Big Data _are we ready for it_Codespring 2014Certainly, most of us are already used to provide basic data, to handle some data, to gather specific data, to share data, to analyze data or to interpret data.  Suddenly, we have just realized that the unit measure of the data handled in a given amount of time reaches the order of exabytes.  This data is not only big in volume, but is also extremely diverse and it moves at incredible speeds.

What about the information in the Data? Who can have access to it? What can they do with it? – These are just some of the questions arising when speaking about Big Data.

Getting mobile, switching to the cloud, being active on the social media – all these behaviors engender creation, sharing and circulation of data. At this point, we doubt our understanding of the implications of this phenomenon and we will try to highlight some aspects related to it.

What does Big Data actually mean?

At first sight we can describe Big Data as very large and complex data sets, impossible or hard to handle with classic data processing tools. The expression itself is being used as it originated from English; we must note that French specialists are currently translating it as “grosses données” (big data) or “données massives” (massive data) or even “datamasse” (datamass) as in “biomass”. The novelty of the concept and the blurred definition lines prevent the localization of the term.

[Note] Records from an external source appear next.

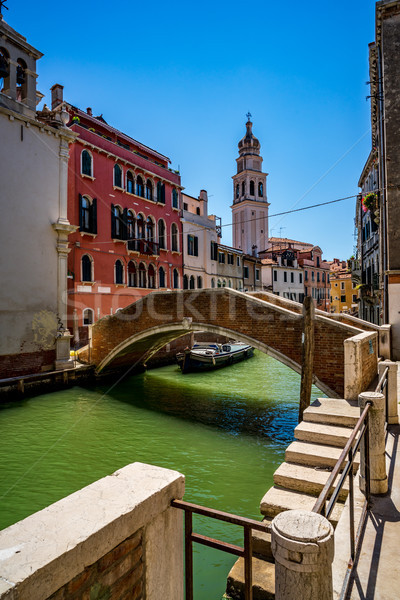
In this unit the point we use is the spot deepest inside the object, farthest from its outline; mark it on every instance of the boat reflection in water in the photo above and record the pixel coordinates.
(207, 356)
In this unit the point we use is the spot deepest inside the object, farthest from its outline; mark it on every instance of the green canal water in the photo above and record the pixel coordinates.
(226, 431)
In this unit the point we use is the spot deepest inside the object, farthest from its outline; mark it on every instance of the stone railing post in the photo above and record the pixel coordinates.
(376, 438)
(303, 548)
(391, 390)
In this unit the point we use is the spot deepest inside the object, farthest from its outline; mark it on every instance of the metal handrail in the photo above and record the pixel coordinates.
(246, 552)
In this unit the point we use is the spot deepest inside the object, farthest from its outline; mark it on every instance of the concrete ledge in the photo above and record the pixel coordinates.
(46, 550)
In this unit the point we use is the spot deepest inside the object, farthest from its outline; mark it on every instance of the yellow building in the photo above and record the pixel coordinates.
(344, 296)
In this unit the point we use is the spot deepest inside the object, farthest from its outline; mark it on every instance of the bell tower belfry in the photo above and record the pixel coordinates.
(250, 205)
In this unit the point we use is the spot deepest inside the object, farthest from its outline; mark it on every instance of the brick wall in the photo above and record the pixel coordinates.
(118, 576)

In 2012, Gartner (that has somehow contoured the term in the early 2000’s) has updated the definition: “Big data is high volume, high velocity, and/or high variety information assets that require new forms of processing to enable enhanced decision making, insight discovery and process optimization.

The above definition outlines the dimesnions of Big Data – the well-known 3Vs – volume, velocity, variety. Yet, the great thing about this formulation is that it opens multiple perspectives on the Big Data concept. We may note a technology view, a process view and a business view.

The opportunities

When dealing with a completely new size level, the capture, the storage, the research, the distribution, the analysis and the visualization of data must be redefined. The perspective of handling big data are enormous and yet unsuspected!

It is often recalled the possibility to explore information shared in the media, to acquire knowledge and to assess, to analyze trends and to issue forecasts, to manage risks of all kind (commercial, of insurance, industrial, natural) and phenomena of all kind (social, political, religious, etc.). In geodynamics, meteorology, medicine and other explorative fields – big data is ought to improve the way the processes are being deployed and the data interpreted.

Big Data Management

One of biggest challenges at the time being is to build the proper tools and systems to manage big data. As real-time ore near-real time information delivery is one of the key features of big data analytics, the research aim to set-up data base management systems able to correspond to the new requirements.

The technology in progress involves the following:

Storage: For the storage and retrieval of data, the underlying NoSQL developments are best represented by MongoDB, DynamoDB, CouchBase, Cassandra, Redis and Neo4j. Currently they are known as the most performing document, key value, column, graph and distributed databases.

Software: The Apache Hadoop set counts Cloudera, HortonWorks and MapR.  Their main goal is to expand the usage of big data platforms to a more diverse and capacious user range. Secondly these technologies focus on increasing the reliability of big data platforms, to enhance the capability of managing them and their performance features.

Data Exploration and Discovery:  Big data analytic discovery is a hot research and innovation topic.  Major developments have been done by Datameer, Hadapt, Karmasphere, Platfora or Splunk.

Operating Big Data

The hard talks also get to the question: who will define data categories? Who will structure the shape of analytics? Inevitably this will be a man-owned job and it will belong to the new “data scientists”. These will be prepared specialists able to handle data for a specific field. Some will have a certain business domain expertise able to ask the right questions, while others will have technology expertise able to understand the limitations of software and hardware.

The Big Data Readiness

 At this point a few points must be stressed out: there are already active research initiatives on how to better handle complex, fast and large amount of data; the explosion of user generated data is due to our way of embracing social media platforms and M2M technologies; a new generation of specialists is on the rise; from an ethical and legislative point of view there are still many questions to be answered.

Probably the vast majority of people involved in the big data phenomenon do not understand it clearly yet. As it is still unclear what we are facing it is less probable to state that we are ready for it.  (D.C.)